Song by Tyler, the Creator featuring Lil Wayne and Kanye West

from the album Cherry Bomb
- Released: April 13, 2015
- Recorded: 2011–2015
- Genre: Hip hop
- Length: 5:34
- Label: Odd Future
- Songwriters: Tyler Okonma; Kanye West; Dwayne Carter, Jr.; Gabriele Ducros; Jerome Mbuyi;
- Producer: Tyler, the Creator

= Smuckers (song) =

"Smuckers" is a song by the American rapper and producer Tyler, the Creator featuring fellow American rappers Lil Wayne and Kanye West, from Tyler's fourth studio album Cherry Bomb (2015). It features background vocals from Samantha Nelson. The song was written by the three lead artists with Gabriele Ducros, and was produced by Tyler.

==Background and release==
After Tyler, the Creator uploaded his upcoming fourth studio album, Cherry Bomb, for pre-order on iTunes, Complex discovered that a track from the upcoming album had featured Kanye West and Lil Wayne. After the album's release, the song featuring the two artists was revealed to be the album's eleventh track, "Smuckers".

In an interview with Billboard on April 23, 2015, Tyler revealed that the beat for "Smuckers" was originally made in 2011, with the intention to send the beat to Jay-Z and West, but eventually kept the beat for himself. Tyler further revealed that "Smuckers" was the final song finished for Cherry Bomb, and that he had added more to the song, specifically "bells and a harder bass, strings and french horns," to his and Kanye's verse, four hours after the album was due.

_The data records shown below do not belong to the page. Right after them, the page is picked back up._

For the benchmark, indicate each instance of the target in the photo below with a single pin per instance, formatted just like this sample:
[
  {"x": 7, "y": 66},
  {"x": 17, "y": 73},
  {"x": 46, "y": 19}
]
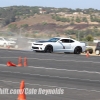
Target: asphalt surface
[{"x": 77, "y": 75}]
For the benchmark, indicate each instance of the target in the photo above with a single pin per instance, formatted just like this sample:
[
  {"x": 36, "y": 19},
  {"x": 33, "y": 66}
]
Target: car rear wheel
[
  {"x": 97, "y": 52},
  {"x": 5, "y": 45},
  {"x": 48, "y": 49},
  {"x": 77, "y": 50}
]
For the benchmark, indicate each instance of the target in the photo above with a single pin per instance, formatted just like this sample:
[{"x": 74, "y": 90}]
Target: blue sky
[{"x": 83, "y": 4}]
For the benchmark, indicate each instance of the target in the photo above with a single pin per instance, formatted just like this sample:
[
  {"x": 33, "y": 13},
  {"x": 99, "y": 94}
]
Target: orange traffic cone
[
  {"x": 9, "y": 64},
  {"x": 87, "y": 54},
  {"x": 25, "y": 62},
  {"x": 20, "y": 62},
  {"x": 22, "y": 95},
  {"x": 8, "y": 47}
]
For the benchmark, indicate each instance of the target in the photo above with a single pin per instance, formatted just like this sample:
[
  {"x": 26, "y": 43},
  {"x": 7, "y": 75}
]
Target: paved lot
[{"x": 77, "y": 75}]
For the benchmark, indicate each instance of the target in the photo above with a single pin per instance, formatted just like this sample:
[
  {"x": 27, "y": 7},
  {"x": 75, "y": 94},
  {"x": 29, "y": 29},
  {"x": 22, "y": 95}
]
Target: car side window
[
  {"x": 67, "y": 41},
  {"x": 70, "y": 41},
  {"x": 1, "y": 39}
]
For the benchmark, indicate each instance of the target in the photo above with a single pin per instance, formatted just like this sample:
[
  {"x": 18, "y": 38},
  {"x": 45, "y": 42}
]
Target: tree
[
  {"x": 78, "y": 20},
  {"x": 89, "y": 37}
]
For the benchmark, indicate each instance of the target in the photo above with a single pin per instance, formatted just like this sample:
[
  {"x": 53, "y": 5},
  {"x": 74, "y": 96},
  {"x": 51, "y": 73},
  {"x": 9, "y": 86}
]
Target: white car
[
  {"x": 6, "y": 42},
  {"x": 59, "y": 44}
]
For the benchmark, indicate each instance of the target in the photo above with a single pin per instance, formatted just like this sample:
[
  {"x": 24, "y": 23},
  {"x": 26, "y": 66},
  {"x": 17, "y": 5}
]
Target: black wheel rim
[{"x": 49, "y": 50}]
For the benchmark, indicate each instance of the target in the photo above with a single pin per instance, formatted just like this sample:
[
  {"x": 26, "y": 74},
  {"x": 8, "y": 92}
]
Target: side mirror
[{"x": 59, "y": 41}]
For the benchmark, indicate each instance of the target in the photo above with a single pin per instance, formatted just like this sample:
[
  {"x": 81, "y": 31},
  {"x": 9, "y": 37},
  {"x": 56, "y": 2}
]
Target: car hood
[{"x": 11, "y": 41}]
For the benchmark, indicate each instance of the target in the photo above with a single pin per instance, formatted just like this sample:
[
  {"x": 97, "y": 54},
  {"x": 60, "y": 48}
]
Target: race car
[{"x": 59, "y": 44}]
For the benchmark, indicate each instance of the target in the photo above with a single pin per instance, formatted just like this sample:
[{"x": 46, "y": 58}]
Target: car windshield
[
  {"x": 7, "y": 39},
  {"x": 53, "y": 40}
]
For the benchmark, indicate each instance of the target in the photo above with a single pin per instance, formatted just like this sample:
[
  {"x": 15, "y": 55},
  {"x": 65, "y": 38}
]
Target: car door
[{"x": 66, "y": 43}]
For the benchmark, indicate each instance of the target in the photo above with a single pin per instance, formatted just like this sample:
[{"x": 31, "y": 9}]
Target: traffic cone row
[
  {"x": 22, "y": 95},
  {"x": 9, "y": 63}
]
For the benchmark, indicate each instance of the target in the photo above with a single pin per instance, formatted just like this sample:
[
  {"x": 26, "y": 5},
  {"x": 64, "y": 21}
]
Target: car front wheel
[
  {"x": 97, "y": 52},
  {"x": 77, "y": 50},
  {"x": 48, "y": 49}
]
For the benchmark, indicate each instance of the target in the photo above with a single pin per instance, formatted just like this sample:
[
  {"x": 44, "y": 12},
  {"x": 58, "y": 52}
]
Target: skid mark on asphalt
[
  {"x": 35, "y": 67},
  {"x": 79, "y": 61},
  {"x": 50, "y": 86}
]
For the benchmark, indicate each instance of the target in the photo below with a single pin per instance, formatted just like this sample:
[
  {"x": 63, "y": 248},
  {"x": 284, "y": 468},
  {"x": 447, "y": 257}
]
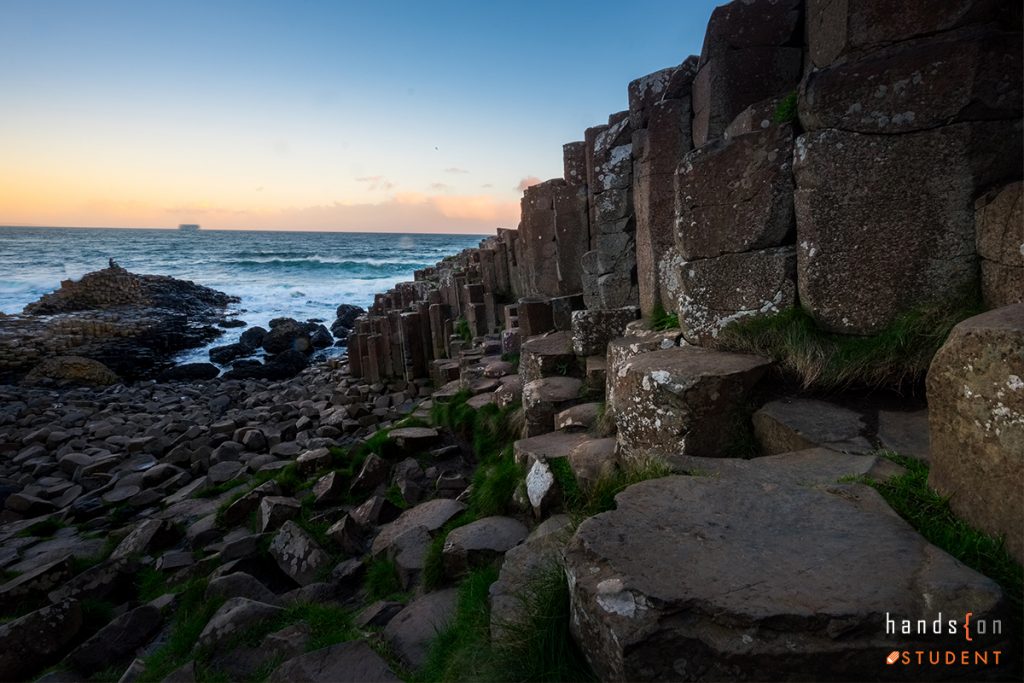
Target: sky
[{"x": 427, "y": 116}]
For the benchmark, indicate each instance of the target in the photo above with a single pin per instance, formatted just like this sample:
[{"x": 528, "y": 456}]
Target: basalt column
[
  {"x": 908, "y": 123},
  {"x": 659, "y": 115},
  {"x": 609, "y": 273}
]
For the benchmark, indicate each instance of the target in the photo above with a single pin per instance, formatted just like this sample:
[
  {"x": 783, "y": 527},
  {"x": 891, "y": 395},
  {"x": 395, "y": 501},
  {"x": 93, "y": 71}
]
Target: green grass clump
[
  {"x": 494, "y": 484},
  {"x": 539, "y": 648},
  {"x": 462, "y": 651},
  {"x": 582, "y": 503},
  {"x": 44, "y": 528},
  {"x": 897, "y": 355},
  {"x": 382, "y": 579},
  {"x": 660, "y": 319},
  {"x": 785, "y": 111},
  {"x": 194, "y": 612},
  {"x": 930, "y": 513}
]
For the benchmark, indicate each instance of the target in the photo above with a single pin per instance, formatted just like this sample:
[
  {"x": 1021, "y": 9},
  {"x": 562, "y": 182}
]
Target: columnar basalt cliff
[{"x": 827, "y": 185}]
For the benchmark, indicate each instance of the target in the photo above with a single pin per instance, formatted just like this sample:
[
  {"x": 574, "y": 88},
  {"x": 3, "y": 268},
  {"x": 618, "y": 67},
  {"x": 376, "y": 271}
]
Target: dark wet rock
[
  {"x": 71, "y": 370},
  {"x": 31, "y": 643},
  {"x": 117, "y": 641},
  {"x": 190, "y": 372},
  {"x": 288, "y": 335},
  {"x": 345, "y": 663}
]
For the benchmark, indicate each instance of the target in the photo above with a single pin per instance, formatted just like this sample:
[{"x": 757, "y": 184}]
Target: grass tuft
[
  {"x": 785, "y": 111},
  {"x": 897, "y": 355},
  {"x": 600, "y": 497},
  {"x": 538, "y": 649},
  {"x": 190, "y": 619},
  {"x": 930, "y": 513},
  {"x": 660, "y": 319},
  {"x": 382, "y": 579}
]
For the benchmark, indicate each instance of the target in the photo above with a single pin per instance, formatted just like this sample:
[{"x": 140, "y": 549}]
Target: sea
[{"x": 304, "y": 275}]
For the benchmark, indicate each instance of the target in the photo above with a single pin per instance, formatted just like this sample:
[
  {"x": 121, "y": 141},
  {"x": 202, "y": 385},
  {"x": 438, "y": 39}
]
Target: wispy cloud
[
  {"x": 376, "y": 182},
  {"x": 528, "y": 181}
]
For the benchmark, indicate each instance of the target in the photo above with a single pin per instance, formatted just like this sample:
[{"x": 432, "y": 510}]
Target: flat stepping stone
[
  {"x": 593, "y": 460},
  {"x": 546, "y": 446},
  {"x": 224, "y": 471},
  {"x": 545, "y": 397},
  {"x": 414, "y": 629},
  {"x": 344, "y": 663},
  {"x": 547, "y": 355},
  {"x": 681, "y": 400},
  {"x": 811, "y": 467},
  {"x": 480, "y": 543},
  {"x": 413, "y": 438},
  {"x": 905, "y": 433},
  {"x": 580, "y": 417},
  {"x": 430, "y": 515},
  {"x": 795, "y": 424},
  {"x": 743, "y": 582},
  {"x": 121, "y": 494}
]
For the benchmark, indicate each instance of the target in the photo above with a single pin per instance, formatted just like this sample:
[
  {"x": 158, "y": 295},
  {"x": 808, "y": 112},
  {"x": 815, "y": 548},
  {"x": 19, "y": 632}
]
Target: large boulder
[
  {"x": 976, "y": 412},
  {"x": 726, "y": 579},
  {"x": 682, "y": 400},
  {"x": 657, "y": 146},
  {"x": 751, "y": 52},
  {"x": 999, "y": 229},
  {"x": 838, "y": 30},
  {"x": 592, "y": 330},
  {"x": 735, "y": 196},
  {"x": 715, "y": 292},
  {"x": 914, "y": 85},
  {"x": 288, "y": 335},
  {"x": 298, "y": 554},
  {"x": 873, "y": 242}
]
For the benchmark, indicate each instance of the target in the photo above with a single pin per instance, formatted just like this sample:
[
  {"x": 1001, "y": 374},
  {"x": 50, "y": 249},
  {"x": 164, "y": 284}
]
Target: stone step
[
  {"x": 794, "y": 424},
  {"x": 547, "y": 355},
  {"x": 681, "y": 400},
  {"x": 731, "y": 579},
  {"x": 544, "y": 398}
]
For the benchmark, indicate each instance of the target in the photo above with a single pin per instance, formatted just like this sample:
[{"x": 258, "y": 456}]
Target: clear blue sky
[{"x": 309, "y": 115}]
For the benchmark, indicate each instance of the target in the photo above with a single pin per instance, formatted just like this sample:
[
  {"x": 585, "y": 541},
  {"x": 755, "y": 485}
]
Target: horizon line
[{"x": 243, "y": 229}]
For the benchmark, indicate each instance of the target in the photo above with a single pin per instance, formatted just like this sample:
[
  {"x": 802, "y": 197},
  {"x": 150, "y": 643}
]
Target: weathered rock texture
[
  {"x": 976, "y": 400},
  {"x": 999, "y": 225},
  {"x": 736, "y": 588},
  {"x": 681, "y": 400}
]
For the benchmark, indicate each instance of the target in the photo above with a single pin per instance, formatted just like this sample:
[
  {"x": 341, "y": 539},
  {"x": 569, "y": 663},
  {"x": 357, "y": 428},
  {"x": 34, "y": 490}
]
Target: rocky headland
[
  {"x": 113, "y": 325},
  {"x": 740, "y": 398}
]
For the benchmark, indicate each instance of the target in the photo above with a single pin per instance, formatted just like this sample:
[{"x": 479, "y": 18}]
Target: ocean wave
[{"x": 320, "y": 261}]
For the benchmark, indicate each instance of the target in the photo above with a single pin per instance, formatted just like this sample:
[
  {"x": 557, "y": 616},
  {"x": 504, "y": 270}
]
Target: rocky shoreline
[{"x": 113, "y": 325}]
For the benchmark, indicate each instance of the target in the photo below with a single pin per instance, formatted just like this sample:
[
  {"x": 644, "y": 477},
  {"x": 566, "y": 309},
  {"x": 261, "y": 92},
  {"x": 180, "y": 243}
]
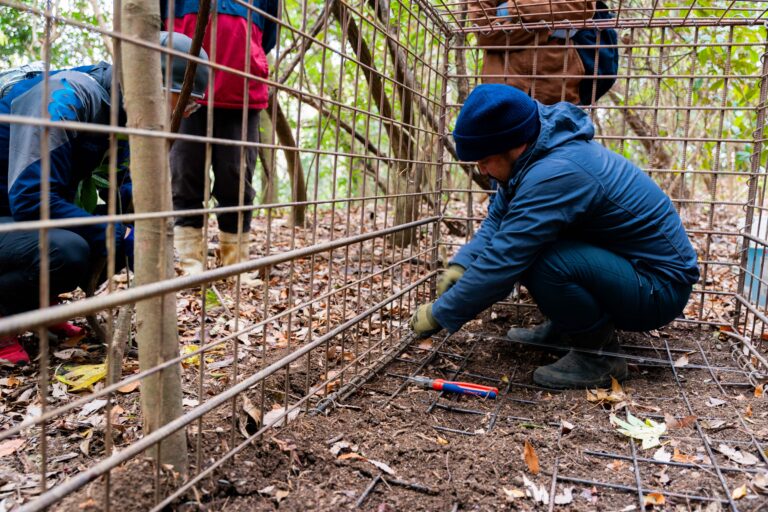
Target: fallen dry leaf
[
  {"x": 513, "y": 494},
  {"x": 715, "y": 402},
  {"x": 739, "y": 457},
  {"x": 760, "y": 483},
  {"x": 674, "y": 423},
  {"x": 662, "y": 455},
  {"x": 356, "y": 456},
  {"x": 653, "y": 498},
  {"x": 647, "y": 431},
  {"x": 531, "y": 459},
  {"x": 739, "y": 492},
  {"x": 539, "y": 494},
  {"x": 425, "y": 344},
  {"x": 565, "y": 497},
  {"x": 10, "y": 446}
]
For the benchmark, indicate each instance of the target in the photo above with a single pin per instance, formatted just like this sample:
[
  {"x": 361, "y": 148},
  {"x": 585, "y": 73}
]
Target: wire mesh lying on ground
[{"x": 359, "y": 199}]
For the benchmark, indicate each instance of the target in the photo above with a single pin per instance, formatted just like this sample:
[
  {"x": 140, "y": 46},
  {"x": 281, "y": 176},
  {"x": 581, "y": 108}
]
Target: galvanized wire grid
[
  {"x": 392, "y": 76},
  {"x": 356, "y": 102},
  {"x": 472, "y": 416}
]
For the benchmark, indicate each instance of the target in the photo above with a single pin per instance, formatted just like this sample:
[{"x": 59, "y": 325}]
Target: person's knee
[
  {"x": 553, "y": 265},
  {"x": 70, "y": 259}
]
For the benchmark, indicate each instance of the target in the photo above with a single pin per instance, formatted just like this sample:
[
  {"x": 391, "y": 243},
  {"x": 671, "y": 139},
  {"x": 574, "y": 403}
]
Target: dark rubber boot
[
  {"x": 578, "y": 370},
  {"x": 543, "y": 337}
]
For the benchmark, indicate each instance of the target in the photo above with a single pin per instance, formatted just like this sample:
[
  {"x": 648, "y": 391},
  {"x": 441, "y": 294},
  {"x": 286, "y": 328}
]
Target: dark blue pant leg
[
  {"x": 69, "y": 264},
  {"x": 581, "y": 286}
]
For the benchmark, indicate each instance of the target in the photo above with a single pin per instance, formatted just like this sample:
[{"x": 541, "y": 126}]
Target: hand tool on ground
[{"x": 463, "y": 388}]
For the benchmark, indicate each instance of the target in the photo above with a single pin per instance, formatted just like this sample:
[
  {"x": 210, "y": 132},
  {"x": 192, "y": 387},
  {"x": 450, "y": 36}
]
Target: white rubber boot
[{"x": 188, "y": 242}]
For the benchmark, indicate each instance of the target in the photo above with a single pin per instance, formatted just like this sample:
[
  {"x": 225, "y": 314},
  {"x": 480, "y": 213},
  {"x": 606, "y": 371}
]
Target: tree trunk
[
  {"x": 156, "y": 318},
  {"x": 267, "y": 157},
  {"x": 295, "y": 169}
]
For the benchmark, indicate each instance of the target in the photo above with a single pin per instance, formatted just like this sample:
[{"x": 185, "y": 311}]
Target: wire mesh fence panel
[
  {"x": 684, "y": 106},
  {"x": 304, "y": 197},
  {"x": 303, "y": 182}
]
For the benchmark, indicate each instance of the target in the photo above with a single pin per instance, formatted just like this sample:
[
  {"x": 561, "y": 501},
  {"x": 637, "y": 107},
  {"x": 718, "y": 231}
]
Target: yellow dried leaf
[
  {"x": 654, "y": 498},
  {"x": 350, "y": 455},
  {"x": 83, "y": 376},
  {"x": 531, "y": 459},
  {"x": 425, "y": 344},
  {"x": 130, "y": 387},
  {"x": 193, "y": 360},
  {"x": 678, "y": 456},
  {"x": 10, "y": 446},
  {"x": 615, "y": 386}
]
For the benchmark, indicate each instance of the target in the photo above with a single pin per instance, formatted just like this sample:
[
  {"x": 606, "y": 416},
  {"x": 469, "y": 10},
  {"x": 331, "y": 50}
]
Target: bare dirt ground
[
  {"x": 397, "y": 447},
  {"x": 426, "y": 451}
]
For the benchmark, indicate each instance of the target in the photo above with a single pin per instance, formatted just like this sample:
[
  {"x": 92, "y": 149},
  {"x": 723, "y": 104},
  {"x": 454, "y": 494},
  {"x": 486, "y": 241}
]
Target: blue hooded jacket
[
  {"x": 566, "y": 186},
  {"x": 79, "y": 94}
]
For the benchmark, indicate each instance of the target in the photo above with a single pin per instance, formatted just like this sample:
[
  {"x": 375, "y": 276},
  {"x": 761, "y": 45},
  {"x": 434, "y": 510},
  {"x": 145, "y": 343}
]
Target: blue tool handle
[{"x": 456, "y": 388}]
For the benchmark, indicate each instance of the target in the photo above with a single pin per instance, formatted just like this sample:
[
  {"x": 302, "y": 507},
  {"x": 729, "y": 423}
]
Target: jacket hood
[{"x": 560, "y": 124}]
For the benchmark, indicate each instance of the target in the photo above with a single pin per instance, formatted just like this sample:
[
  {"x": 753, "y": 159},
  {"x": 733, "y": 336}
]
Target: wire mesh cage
[{"x": 327, "y": 158}]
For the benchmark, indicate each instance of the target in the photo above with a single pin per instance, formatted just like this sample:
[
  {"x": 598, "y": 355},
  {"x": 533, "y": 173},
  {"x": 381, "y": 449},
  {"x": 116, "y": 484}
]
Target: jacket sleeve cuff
[{"x": 444, "y": 318}]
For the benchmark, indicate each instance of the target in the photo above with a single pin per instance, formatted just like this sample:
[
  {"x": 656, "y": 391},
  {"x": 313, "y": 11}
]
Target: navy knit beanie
[{"x": 494, "y": 119}]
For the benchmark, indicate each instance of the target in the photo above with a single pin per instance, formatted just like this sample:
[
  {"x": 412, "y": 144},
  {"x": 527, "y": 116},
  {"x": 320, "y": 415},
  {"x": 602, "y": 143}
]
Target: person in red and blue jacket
[
  {"x": 83, "y": 95},
  {"x": 79, "y": 94},
  {"x": 595, "y": 241},
  {"x": 228, "y": 103}
]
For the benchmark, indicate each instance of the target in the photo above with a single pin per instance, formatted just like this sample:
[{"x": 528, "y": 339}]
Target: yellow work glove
[
  {"x": 423, "y": 323},
  {"x": 452, "y": 274}
]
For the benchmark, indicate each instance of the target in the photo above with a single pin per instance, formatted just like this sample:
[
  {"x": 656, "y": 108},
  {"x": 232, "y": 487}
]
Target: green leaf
[
  {"x": 211, "y": 300},
  {"x": 87, "y": 197},
  {"x": 100, "y": 181},
  {"x": 647, "y": 431}
]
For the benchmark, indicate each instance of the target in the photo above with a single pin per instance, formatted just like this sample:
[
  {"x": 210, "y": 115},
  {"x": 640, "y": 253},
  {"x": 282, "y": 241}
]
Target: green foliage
[{"x": 22, "y": 34}]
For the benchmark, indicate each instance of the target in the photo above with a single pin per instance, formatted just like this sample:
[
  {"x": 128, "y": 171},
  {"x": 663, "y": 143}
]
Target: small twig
[
  {"x": 368, "y": 490},
  {"x": 221, "y": 300},
  {"x": 90, "y": 290},
  {"x": 119, "y": 342},
  {"x": 334, "y": 439},
  {"x": 400, "y": 483}
]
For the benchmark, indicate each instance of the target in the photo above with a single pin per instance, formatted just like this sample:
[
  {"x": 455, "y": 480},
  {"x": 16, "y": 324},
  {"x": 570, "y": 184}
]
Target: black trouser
[
  {"x": 69, "y": 265},
  {"x": 188, "y": 167},
  {"x": 580, "y": 286}
]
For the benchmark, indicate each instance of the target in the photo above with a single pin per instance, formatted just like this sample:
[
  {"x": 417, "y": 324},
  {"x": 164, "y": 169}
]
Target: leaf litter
[{"x": 647, "y": 431}]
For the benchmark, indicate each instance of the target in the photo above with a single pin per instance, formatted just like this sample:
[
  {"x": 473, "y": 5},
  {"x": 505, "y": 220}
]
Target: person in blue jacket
[
  {"x": 594, "y": 240},
  {"x": 81, "y": 94}
]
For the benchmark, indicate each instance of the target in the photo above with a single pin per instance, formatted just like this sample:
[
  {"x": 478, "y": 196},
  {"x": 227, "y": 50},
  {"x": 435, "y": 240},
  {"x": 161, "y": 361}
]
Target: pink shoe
[
  {"x": 66, "y": 330},
  {"x": 11, "y": 352}
]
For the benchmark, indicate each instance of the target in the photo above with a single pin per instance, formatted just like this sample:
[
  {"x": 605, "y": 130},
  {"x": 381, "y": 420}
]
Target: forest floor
[
  {"x": 392, "y": 446},
  {"x": 416, "y": 449}
]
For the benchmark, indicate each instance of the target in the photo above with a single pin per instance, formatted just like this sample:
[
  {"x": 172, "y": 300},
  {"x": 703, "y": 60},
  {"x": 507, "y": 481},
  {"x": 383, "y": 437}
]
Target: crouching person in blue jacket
[
  {"x": 594, "y": 240},
  {"x": 83, "y": 95}
]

==Composition and writing==
The song includes a sample of "Metropolis Notte" by Gabriele Ducros. Its first verse is rapped by Tyler, the second is rapped by West, whilst the third and final verse is rapped by both Tyler and Wayne. West explained that he rewrote his verse after hearing Tyler and Wayne on "Smuckers" in Tyler's 2017 documentary about Cherry Bomb.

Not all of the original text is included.